What is the Children’s Online Privacy Protection Act (COPPA)?
The Children’s Online Privacy Protection Act or COPPA is a federal law enacted in 1998 that protects the privacy of children under the age of 13 in relation to internet usage. The goal of the law is to give parents control over what information their young children are able to access while using the internet. The law takes into account the dynamic nature of the internet and applies to commercial websites and online services that collect, use, or disclose personal information from children under the age of 13, as well as third parties that may also collect personal information from children, such as information collected by an ad network for the purposes of targeted marketing campaigns.
Moreover, the COPPA also applies to operators of general websites or online services with actual knowledge that they are collecting, using, or disclosing personal information of children under the age of 13. The COPPA also outlines various factors in determining whether or not a website is specifically designed or marketed towards children including the subject matter, visual content, use of animated characters, and the music or audio content of the website, among a host of others. Under the COPPA, operators of websites and online services are obliged to do the following:
- Post a comprehensive and clear online privacy policy describing their information practices in regards to personal information collected from children online
- Provide direct notice to parents and obtain verifiable parental consent before collecting a child’s information online, with limited exception
- Give parents the option to consent to the operator’s collection and internal use of a child’s information while prohibiting the operator from disclosing this information to third parties, unless this disclosure is integral to the site or service and is made clear to parents
- Provide parents access to their children’s information and provide them with the opportunity to review and or have this information deleted at their request
- Give parents the opportunity to prevent the further online collection or use of their child’s personal information
- Maintain the confidentiality, security, and integrity of any information that is collected from children, and ensure that any third party who receives this information also maintains the confidentiality, security, and integrity of the information
- Retain information collected from a child online for only as long as is necessary to fulfill the purpose for which this information was collected, and delete this information by taking reasonable measures to protect against any unauthorized use or disclosure
- Never make a child’s online participation in an online activity conditional upon that child providing their personal information, unless their personal information is reasonably necessary to participate in said activity
What forms of personal information are covered by the COPPA?

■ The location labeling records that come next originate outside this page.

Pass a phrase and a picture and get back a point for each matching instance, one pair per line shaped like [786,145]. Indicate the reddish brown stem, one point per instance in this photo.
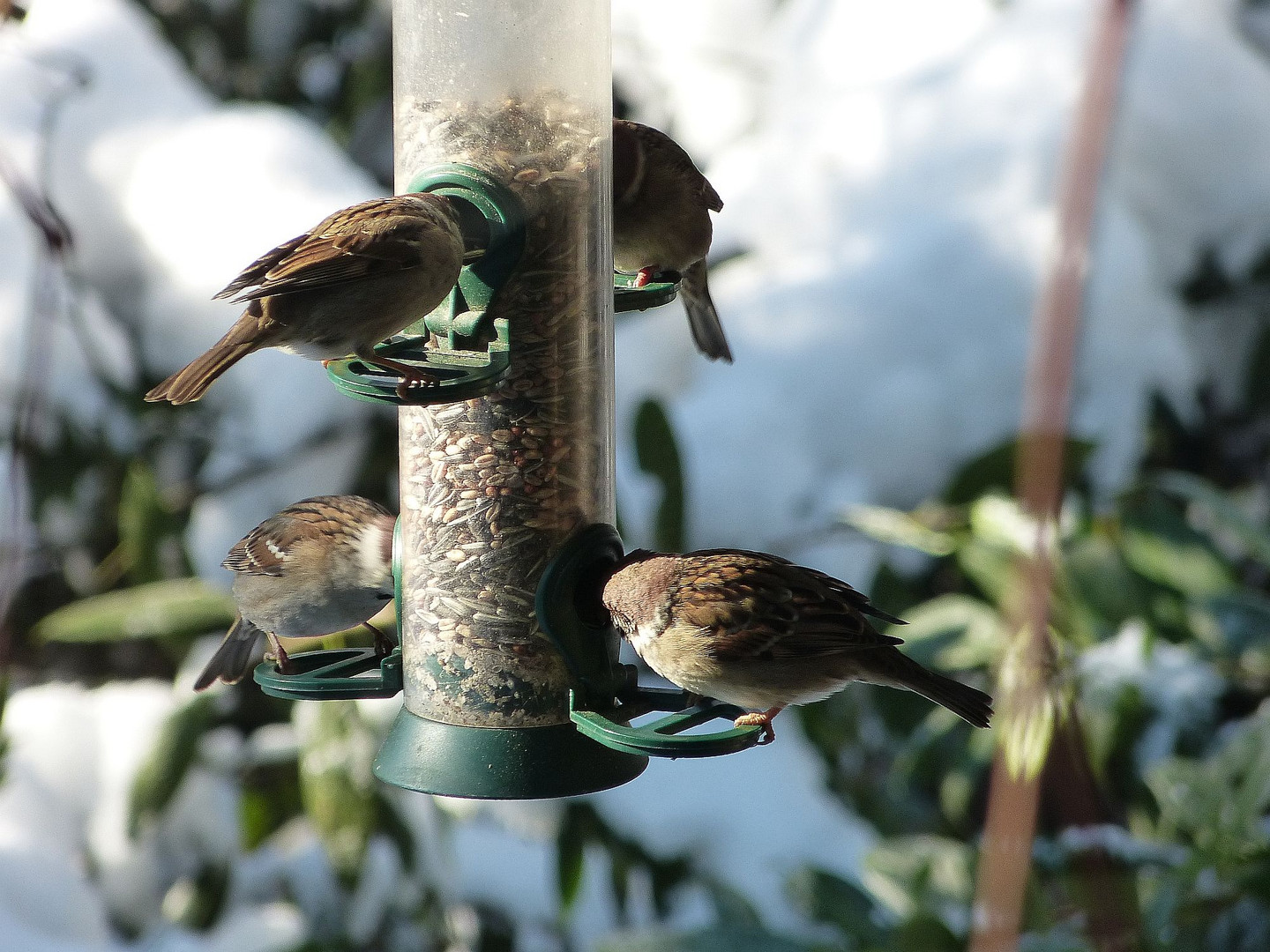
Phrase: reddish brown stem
[1006,854]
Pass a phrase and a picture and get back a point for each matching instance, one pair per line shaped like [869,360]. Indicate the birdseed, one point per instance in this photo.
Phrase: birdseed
[492,487]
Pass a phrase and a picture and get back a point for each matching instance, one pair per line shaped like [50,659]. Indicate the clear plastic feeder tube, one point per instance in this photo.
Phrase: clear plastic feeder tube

The COPPA defines personal information in the following categories:
- First and last name
- A home or other form of physical address including a street name, apartment number, and the name of a city or town
- Online contact information
- A screen or username that functions as or in relation to online contact information
- A telephone number
- A social security number
- Any other consistent online identifier that can be used to recognize a user over time or across multiple websites or online services
- A video, photo, or audio file that contains a child’s image or voice
- Geolocation information that can be used to identify a street name, city, or town
- Information concerning a child or their parents that the operator collects online and uses in combination with any of the identifiers detailed above
What are the penalties for violating COPPA?
Operators of online websites who are found guilty of violating the COPPA can face a fine of up to $43,792 for each individual violation. These fines are issued by the Federal Trade Commission, and are based upon a variety of factors. These factors include the severity of the violation in question, whether the operator has previously been found guilty of violating the COPPA, the number of children involved in the violation, the type and amount of personal information that was collected, whether the information was shared with third parties, and the size of the website or company accused of said violation. Based on these various factors, some online businesses have been fined hundreds of millions of dollars in relation to COPPA violations.
To provide an example of the potential severity of COPPA fines, Google LLC and its subsidiary YouTube LLC were forced to pay fines totaling 170 million in 2019 to the FTC and New York Attorney General respectively. These fines were based upon Youtube’s failure to provide consent to parents in relation to personal information they collected from children using the website. It was alleged that YouTube then used this information to generate millions of dollars through targeted ad campaigns. The settlement required Google and Youtube to pay $136 million to the FTC and another $34 million dollars to the New York Attorney General due to these companies’ violation of the COPPA.
Alternatively, the popular social media website TikTok, previously known as Musical.ly, was fined 5.7 million dollars by the FTC in 2019 in relation to COPPA violations. In the lawsuit, the FTC alleged that the website illegally collected personal information from children. Despite the fact the operators of Musical.ly knew how many children were using the app, they still failed to collect parental consent before collecting names, email addresses, and other forms of personally identifiable information. As a result, the actions of the company constituted a COPPA violation.
The goal of the COPPA was to provide children with some modicum of protection when sharing their personal information over the internet. While COPPA cannot prevent children from lying about their age when signing up for online accounts or sites, it does provide parents with an avenue for recourse when a child’s personal information is disclosed improperly. Moreover, it sets a guideline for operators of websites to follow in order to avoid this improper disclosure. As children are obviously not adults who can legally consent to have their information collected over the internet, it is important that there is legislation in place to protect their personal information and privacy.